Nicotiana is the genus name for over 70 species of tobacco plants. It was named after Jean Nicot, a French ambassador who brought the plant from the Americas and presented it to the French court in the 16th century. Nicotine, which is found in high concentrations in the plants, also derives its name from Mr. Nicot. It is widely grown on plantations to be harvested for smoking and chewing tobacco. Ornamental varieties have been prized for their beauty, color and fragrance since the 19th century.
Tobacco plants grow straight and upright on a central stalk, and some varieties can reach up to 6 feet (1.83 meters) in height. Attractive, large green leaves are topped by trumpet-shaped flowers in several colors such as white, yellow, pink, red, purple and green. Some Nicotiana varieties have flowers that open during the day, while others open in the evening and night time hours. Flowering tobacco attracts hummingbirds as well as several large species of butterflies and moths, making it a favorite in Victorian and wildlife garden settings.

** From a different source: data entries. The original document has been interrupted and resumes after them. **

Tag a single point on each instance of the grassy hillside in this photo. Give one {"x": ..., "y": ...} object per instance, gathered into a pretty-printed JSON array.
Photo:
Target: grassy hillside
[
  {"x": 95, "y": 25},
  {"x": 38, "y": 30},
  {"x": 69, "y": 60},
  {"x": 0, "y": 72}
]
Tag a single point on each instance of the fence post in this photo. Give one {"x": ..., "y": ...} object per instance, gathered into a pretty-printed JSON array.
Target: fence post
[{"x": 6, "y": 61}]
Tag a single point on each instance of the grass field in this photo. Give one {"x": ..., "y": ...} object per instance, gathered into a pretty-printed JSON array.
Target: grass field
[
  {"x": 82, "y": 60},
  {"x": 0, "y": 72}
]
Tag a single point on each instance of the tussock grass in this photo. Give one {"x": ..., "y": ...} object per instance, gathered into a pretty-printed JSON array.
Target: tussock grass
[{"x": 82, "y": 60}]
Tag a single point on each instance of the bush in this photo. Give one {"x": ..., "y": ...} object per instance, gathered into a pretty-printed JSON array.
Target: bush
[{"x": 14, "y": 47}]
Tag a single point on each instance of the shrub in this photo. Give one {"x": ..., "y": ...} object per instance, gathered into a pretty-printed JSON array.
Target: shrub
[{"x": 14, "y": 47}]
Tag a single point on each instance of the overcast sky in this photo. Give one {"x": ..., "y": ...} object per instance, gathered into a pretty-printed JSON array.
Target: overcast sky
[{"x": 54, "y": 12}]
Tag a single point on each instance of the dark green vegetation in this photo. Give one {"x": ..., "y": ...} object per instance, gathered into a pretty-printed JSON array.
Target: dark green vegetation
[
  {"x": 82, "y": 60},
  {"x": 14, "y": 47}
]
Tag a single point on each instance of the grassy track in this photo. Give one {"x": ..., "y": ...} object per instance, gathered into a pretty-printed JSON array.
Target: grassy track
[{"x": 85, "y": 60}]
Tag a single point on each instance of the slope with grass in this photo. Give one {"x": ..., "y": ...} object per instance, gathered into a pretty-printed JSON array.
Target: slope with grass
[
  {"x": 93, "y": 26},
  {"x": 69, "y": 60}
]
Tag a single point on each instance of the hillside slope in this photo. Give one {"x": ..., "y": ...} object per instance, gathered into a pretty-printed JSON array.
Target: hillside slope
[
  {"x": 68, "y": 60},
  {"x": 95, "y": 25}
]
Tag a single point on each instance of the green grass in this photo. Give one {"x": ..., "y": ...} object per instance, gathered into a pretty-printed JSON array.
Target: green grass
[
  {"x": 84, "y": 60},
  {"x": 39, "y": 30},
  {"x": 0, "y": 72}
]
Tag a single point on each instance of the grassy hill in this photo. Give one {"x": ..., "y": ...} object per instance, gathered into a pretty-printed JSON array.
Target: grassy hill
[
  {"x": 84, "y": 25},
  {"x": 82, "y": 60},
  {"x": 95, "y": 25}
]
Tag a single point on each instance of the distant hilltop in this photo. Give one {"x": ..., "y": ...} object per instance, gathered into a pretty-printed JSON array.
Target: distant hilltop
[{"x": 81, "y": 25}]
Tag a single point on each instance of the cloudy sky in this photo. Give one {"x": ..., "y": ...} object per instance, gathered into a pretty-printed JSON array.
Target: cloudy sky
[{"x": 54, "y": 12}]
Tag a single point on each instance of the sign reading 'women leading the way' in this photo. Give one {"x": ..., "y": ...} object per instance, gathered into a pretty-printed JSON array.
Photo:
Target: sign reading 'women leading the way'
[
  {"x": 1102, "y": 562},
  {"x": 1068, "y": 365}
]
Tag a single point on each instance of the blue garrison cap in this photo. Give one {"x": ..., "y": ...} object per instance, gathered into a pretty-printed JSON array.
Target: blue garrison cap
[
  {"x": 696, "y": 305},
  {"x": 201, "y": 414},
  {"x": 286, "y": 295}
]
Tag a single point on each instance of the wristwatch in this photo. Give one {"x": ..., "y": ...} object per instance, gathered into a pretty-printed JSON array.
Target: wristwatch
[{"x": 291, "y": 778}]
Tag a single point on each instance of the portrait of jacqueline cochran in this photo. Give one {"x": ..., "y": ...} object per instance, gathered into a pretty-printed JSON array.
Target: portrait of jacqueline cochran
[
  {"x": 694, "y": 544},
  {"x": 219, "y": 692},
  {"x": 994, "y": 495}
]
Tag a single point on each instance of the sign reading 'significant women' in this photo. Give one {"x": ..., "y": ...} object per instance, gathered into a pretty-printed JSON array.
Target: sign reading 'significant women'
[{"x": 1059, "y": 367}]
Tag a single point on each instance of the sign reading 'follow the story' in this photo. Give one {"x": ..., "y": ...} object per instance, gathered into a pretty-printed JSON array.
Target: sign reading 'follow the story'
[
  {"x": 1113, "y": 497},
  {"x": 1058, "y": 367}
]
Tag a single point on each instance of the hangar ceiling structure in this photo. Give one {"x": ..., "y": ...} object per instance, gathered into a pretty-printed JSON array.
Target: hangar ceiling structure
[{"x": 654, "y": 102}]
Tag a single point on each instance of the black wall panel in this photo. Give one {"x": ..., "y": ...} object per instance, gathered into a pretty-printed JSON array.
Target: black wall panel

For many gardeners, the most notable and prized feature o Nicotiana is its fragrance. The flowers produce a sweet, strong perfume that carries quite easily on the breeze. It is believed that white flowers produce the strongest scent, and flowering tobacco can often be found in mass plantings beneath windows and around patios. When the flowers open in the evening, the pleasant fragrance permeates through the house if the windows are open.
Nicotiana is a fairly easy plant to grow and is tolerant of a variety of soil types. It grows best in full sun to part shade. Nicotiana prefers moist soil but will tolerate short periods of drought. Plants are suitable for growing in large containers that allow plenty of room for root growth. Flowering tobacco does not tolerate frost, so in colder climates it is generally grown as an annual.
Tobacco is grown from ultra-fine seeds and in warmer climates, the plant is self-seeding. This means the plant will scatter its seeds over the ground, and they do not need to be covered, since they need light to germinate. In cooler climates, seeds can be harvested in the fall and saved for planting the following spring. The high concentration of nicotine makes all parts of the plant poisonous if ingested. Caution should be exercised when planting Nicotiana in areas where children and pets are present.